Phenotype, fasting blood glucose profile and insulin tolerance profile of 66–88 week-old wild-type and rAAV-treated G6pc−/− mice. (A) Blood glucose levels in wild-type (+/+, n = 12), AAV-NT (n = 22), and HCA/HCC-bearing (n = 3) mice. (B) Fasting blood glucose profiles in wild-type (○, n = 12), AAV-NT (●, n = 20) mice, and a single HCA-bearing mouse (□). (C) Twenty-four hour fasted blood insulin levels in wild-type (+/+, n = 12) and AAV-NT (n = 22) mice. (D) Insulin tolerance profiles of wild-type (○, n = 12) and AAV-NT (●, n = 20) mice. Values are reported as a percent of respective level of each group at zero time. Data represent the mean ± SEM; **P < 0.005.

Fig. 3

Histological analysis and hepatic metabolites in 66–88 week-old wild-type, rAAV-treated G6pc−/− mice, and HCA/HCC lesions. The data were analyzed for wild-type (+/+, n = 12), AAV-NT (n = 22), and the single HCA-bearing mice after 24 hours of fasting. The 2 HCC-bearing mice did not undergo fasting. (A) H&E stained liver sections. In HCA-bearing liver, the HCA lesion is denoted by arrows. In HCC-1 and HCC-2, arrows denote anisocytotic and anisokaryotic hepatocytes.

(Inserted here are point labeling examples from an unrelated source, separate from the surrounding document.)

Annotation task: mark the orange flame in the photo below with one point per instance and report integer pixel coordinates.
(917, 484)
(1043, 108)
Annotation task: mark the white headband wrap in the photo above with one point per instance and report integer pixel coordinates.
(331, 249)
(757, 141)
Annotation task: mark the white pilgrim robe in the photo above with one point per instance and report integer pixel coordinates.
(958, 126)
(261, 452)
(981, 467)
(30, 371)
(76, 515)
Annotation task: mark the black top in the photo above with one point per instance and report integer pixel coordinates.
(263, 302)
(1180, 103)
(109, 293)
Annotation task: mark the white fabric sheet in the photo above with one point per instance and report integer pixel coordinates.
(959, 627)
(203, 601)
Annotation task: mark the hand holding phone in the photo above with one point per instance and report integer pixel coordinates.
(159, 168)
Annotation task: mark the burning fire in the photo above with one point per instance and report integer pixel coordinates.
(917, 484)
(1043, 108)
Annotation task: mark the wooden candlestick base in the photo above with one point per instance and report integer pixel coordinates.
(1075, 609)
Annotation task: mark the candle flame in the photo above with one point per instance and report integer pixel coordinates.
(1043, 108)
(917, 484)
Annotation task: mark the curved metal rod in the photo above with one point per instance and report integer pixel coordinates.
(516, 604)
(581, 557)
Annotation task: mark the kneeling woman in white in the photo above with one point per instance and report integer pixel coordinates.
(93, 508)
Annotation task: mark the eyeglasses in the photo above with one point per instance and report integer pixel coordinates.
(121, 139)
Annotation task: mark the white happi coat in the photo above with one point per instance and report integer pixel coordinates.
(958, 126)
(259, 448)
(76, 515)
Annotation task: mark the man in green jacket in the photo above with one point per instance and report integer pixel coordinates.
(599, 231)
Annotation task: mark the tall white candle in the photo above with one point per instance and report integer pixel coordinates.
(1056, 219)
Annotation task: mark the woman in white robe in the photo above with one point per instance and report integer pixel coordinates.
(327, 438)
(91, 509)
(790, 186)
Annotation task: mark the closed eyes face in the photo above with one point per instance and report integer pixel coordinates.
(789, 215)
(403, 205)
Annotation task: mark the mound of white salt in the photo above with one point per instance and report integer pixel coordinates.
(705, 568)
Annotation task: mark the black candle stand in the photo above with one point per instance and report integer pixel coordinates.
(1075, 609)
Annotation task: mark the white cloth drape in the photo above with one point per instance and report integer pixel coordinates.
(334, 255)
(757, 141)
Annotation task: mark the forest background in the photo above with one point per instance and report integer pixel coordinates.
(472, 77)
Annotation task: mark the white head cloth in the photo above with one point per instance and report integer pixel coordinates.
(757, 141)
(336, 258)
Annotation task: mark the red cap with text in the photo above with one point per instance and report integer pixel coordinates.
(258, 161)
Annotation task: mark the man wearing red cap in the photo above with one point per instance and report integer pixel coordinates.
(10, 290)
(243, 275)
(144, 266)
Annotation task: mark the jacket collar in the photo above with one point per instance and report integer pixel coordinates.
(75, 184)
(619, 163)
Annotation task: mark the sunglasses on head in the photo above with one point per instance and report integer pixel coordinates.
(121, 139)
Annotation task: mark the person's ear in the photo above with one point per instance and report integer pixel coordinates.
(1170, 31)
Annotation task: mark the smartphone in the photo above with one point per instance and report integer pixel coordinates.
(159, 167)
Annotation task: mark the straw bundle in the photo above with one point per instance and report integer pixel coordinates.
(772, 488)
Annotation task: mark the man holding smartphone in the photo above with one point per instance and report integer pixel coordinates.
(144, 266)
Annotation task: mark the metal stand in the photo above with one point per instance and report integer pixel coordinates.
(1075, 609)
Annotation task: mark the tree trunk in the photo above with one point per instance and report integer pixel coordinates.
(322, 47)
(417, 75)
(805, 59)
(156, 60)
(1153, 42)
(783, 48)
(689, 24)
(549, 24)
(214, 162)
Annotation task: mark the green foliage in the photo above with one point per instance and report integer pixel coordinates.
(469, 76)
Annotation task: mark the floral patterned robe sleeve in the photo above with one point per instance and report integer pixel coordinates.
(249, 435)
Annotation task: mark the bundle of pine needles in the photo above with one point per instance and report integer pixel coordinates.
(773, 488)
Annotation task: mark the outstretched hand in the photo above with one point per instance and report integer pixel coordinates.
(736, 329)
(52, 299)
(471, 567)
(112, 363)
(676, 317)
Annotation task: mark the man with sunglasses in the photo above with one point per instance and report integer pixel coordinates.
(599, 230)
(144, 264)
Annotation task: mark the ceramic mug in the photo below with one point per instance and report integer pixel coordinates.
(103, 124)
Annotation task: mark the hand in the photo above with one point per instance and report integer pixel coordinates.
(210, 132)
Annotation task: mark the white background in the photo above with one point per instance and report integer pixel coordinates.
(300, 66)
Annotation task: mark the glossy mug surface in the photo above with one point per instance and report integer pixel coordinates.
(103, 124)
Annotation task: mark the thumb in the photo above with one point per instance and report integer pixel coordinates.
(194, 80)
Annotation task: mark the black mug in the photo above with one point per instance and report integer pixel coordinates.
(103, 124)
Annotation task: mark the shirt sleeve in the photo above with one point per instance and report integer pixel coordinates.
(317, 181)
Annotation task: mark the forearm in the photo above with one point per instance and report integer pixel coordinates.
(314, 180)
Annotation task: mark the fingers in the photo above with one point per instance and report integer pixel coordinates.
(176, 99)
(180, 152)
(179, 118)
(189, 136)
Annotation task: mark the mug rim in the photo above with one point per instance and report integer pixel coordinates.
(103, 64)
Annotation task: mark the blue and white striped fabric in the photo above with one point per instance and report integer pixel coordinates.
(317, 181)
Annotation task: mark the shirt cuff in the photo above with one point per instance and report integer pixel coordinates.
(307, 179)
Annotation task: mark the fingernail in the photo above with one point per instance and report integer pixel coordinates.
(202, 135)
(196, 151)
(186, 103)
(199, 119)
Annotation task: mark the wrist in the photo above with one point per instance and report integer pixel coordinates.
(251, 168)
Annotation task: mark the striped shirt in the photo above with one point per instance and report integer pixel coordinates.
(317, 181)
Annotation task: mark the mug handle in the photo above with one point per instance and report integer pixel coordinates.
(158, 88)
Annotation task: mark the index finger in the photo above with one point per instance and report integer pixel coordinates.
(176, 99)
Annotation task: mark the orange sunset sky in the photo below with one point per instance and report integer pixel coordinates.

Scale bar: 200 μm. (B) Hepatic glucose levels. (C) Hepatic triglyceride and lactate levels. Data represent the mean ± SEM; **P < 0.005.

Fig. 4

Hepatic ChREBP signaling in 66–88 week-old rAAV-treated G6pc−/− mice. For hepatic G6P and quantitative RT-PCR, the data were analyzed for wild-type (+/+, n = 12) and AAV-NT (n = 22) mice after 24 hours of fasting. (A) Quantification of G6pt, Chrebp and Mlx mRNA by real-time RT-PCR. (B) Hepatic G6P contents. (C) Immunohistochemical analysis of hepatic ChREBP nuclear localization and quantification of nuclear ChREBP-translocated cells. Representative plates shown are at magnifications of x400, analyzed in wild-type (+/+, n = 5), AAV-NT, including AAV (n = 6), and AAV-low-NT (n = 6) mice. Data represent the mean ± SEM; **P < 0.005.